Una figura oscura, amorfa y pequeña se retuerce en el suelo a pocos metros de distancia de mí, y comienza a estirarse y a encogerse al compás de los espasmos que la invaden.

El terror se construye ladrillo a ladrillo dentro de mí y trato, desesperadamente, de ponerme de pie una vez más.

Otra figura cae desde una de las copas de los árboles y golpea a pocos pies de distancia de mí antes de comenzar a moverse.

Entonces, el caos se desata.

Decenas… No…

Cientos de figuras oscuras y viscosas caen desde los árboles y empiezan a deformarse a sí mismas para unirse en una masa uniforme a mi alrededor.

El pánico y el terror se acumulan en mi pecho y me hacen imposible respirar. Me hacen imposible hacer nada más que ver cómo un millar de brazos empieza a brotar desde la masa líquida y espesa que lo cubre todo.

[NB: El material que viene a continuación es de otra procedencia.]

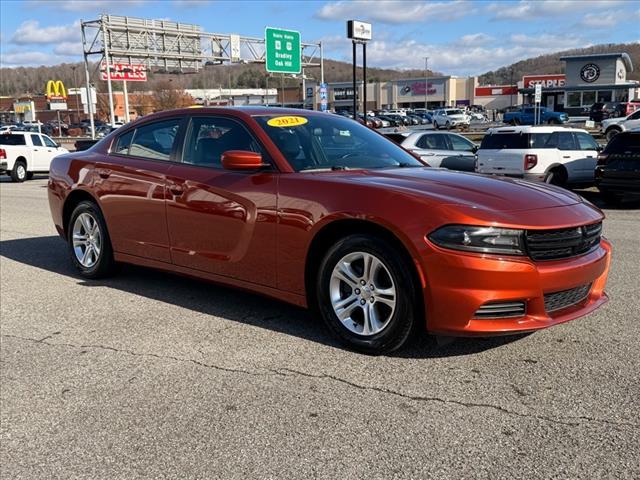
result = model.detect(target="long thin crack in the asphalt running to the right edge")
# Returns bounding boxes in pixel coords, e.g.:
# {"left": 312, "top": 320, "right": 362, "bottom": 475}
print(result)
{"left": 274, "top": 368, "right": 640, "bottom": 428}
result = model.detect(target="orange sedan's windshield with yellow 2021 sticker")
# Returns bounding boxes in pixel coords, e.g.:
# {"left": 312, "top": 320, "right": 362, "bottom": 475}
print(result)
{"left": 255, "top": 114, "right": 425, "bottom": 172}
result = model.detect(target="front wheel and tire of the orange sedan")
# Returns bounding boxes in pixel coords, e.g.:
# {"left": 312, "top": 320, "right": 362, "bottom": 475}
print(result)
{"left": 316, "top": 234, "right": 419, "bottom": 355}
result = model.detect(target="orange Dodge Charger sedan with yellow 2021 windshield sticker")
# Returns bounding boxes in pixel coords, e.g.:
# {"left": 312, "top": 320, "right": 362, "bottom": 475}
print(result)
{"left": 48, "top": 107, "right": 611, "bottom": 353}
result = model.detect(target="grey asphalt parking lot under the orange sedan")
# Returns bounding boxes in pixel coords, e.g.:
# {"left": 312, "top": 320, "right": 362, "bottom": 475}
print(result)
{"left": 0, "top": 176, "right": 640, "bottom": 478}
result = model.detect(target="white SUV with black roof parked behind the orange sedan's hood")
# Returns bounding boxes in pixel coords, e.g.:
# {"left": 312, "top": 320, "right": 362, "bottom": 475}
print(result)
{"left": 476, "top": 126, "right": 601, "bottom": 186}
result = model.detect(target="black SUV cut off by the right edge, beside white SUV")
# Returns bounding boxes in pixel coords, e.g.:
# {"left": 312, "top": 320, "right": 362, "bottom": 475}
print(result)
{"left": 595, "top": 129, "right": 640, "bottom": 204}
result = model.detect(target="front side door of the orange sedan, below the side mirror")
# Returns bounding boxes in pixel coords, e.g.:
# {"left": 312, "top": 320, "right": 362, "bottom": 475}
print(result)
{"left": 167, "top": 116, "right": 278, "bottom": 286}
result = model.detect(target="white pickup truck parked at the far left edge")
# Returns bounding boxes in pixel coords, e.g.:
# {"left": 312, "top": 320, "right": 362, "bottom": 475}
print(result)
{"left": 0, "top": 131, "right": 69, "bottom": 182}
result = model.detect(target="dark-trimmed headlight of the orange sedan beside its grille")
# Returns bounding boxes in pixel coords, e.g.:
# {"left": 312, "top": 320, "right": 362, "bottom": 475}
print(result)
{"left": 428, "top": 225, "right": 525, "bottom": 255}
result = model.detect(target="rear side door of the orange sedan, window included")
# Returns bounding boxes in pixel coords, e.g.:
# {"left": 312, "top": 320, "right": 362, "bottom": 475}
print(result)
{"left": 94, "top": 118, "right": 182, "bottom": 263}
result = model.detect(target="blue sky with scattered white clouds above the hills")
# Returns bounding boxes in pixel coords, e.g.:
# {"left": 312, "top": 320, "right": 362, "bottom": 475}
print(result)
{"left": 0, "top": 0, "right": 640, "bottom": 76}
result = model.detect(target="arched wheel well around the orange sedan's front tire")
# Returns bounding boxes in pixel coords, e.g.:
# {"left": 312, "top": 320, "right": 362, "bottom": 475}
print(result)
{"left": 304, "top": 219, "right": 424, "bottom": 315}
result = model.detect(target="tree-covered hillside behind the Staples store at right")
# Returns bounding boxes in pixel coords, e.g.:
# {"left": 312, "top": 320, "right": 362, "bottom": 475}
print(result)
{"left": 478, "top": 43, "right": 640, "bottom": 85}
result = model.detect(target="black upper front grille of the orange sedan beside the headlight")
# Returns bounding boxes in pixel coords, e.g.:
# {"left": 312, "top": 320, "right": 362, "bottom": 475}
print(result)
{"left": 525, "top": 223, "right": 602, "bottom": 260}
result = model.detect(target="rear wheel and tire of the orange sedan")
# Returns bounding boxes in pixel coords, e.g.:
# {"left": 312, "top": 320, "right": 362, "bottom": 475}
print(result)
{"left": 67, "top": 201, "right": 116, "bottom": 279}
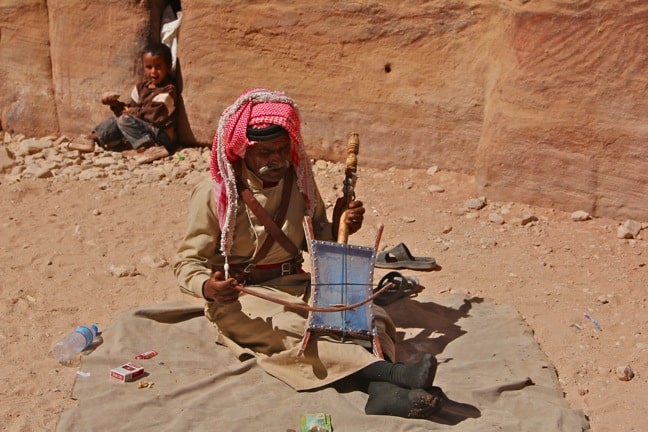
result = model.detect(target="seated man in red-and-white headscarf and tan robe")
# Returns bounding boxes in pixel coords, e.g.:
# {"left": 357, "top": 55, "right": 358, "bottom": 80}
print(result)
{"left": 174, "top": 89, "right": 444, "bottom": 418}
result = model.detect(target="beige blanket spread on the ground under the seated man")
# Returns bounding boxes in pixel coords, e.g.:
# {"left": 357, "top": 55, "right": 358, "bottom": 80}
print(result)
{"left": 57, "top": 296, "right": 589, "bottom": 432}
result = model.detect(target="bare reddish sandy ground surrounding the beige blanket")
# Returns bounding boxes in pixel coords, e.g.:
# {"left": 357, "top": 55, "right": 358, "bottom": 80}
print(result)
{"left": 0, "top": 149, "right": 648, "bottom": 432}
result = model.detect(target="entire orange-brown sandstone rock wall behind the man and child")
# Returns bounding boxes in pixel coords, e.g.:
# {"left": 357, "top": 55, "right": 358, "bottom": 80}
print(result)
{"left": 0, "top": 0, "right": 648, "bottom": 220}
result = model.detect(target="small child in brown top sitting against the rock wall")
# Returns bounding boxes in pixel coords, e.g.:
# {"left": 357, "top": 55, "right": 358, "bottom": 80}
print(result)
{"left": 68, "top": 43, "right": 177, "bottom": 163}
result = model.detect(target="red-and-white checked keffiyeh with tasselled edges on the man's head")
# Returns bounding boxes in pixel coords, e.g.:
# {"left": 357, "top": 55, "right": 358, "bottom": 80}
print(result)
{"left": 211, "top": 89, "right": 314, "bottom": 259}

Me pongo de pie con lentitud.

La materia viscosa no deja de moverse y, poco a poco, comienza a transformarse en figuras humanoides alargadas y aterradoras. El horror de saber a qué me enfrento no hace más que amedrentarme al punto de desear haberme quedado en la cabaña. De querer echarme a llorar aquí mismo debido al pánico.

Estas cosas van a matarme.

Estoy acabada. Estoy perdida.

—Voy a ponértelo fácil, Bess Marshall. —La voz infantil y melodiosa que suena en todo el lugar me pone la carne de gallina—: Entrégame la parte angelical de Miguel y te dejaré en paz.

Mi vista viaja hacia todos lados, pero no logro encontrar al dueño de la voz. No logro descubrir con quién diablos estoy hablando.

—¿Quién eres? —exijo, con la voz entrecortada por el miedo.

Una risita insidiosa y aterradora lo llena todo una vez más y me estremezco por completo.

—El Supremo estará tan feliz conmigo cuando le entregue tu cuerpo hecho trizas. —La voz canturrea. El tono es tan dulce y melódico, que se siente como si estuviese escuchando hablar a un niño—. Mis amigos están ansiosos por destrozarte, ¿sabías eso?

—¡¿Quién eres?! —espeto, al tiempo que giro sobre mi eje para buscarlo entre la espesura del bosque.

—Tal vez necesitas un poco de ayuda —dice la voz y, al mismo tiempo, una de las siluetas se abalanza sobre mí para atenazarme la mitad inferior del cuerpo.

El horror me hace ahogar un grito en respuesta y un estallido de dolor hace que caiga de rodillas sobre la nieve.

—O tal vez —dice la voz—, lo que necesitas es que te lleve conmigo para que el idiota de Miguel empiece a obedecer de una maldita vez por todas.

—Tienes tres segundos para quitarle esas asquerosas cosas de encima, Amon. Lo digo en serio. —La voz de Mikhail me llena los oídos, y una mezcla de terror y alivio me recorre.

Es en ese momento, cuando la figura imponente del demonio de los ojos grises cae en el suelo, a pocos metros de donde yo me encuentro.

Su mirada está fija en mí, pero su expresión es inescrutable.

No me pasa desapercibida la postura amenazante que guarda. Tampoco lo hacen los cuernos que sobresalen entre su cabello, ni el tono grisáceo de su piel; mucho menos el tono blancuzco de su mirada, o la manera en la que sus alas se abren y se extienden de manera amenazadora.

—¿Estás aquí tan pronto? —La voz infantil responde, en medio de una risotada—. Bien. —La satisfacción llena su tono—. Supongo que esto va a ponerse interesante.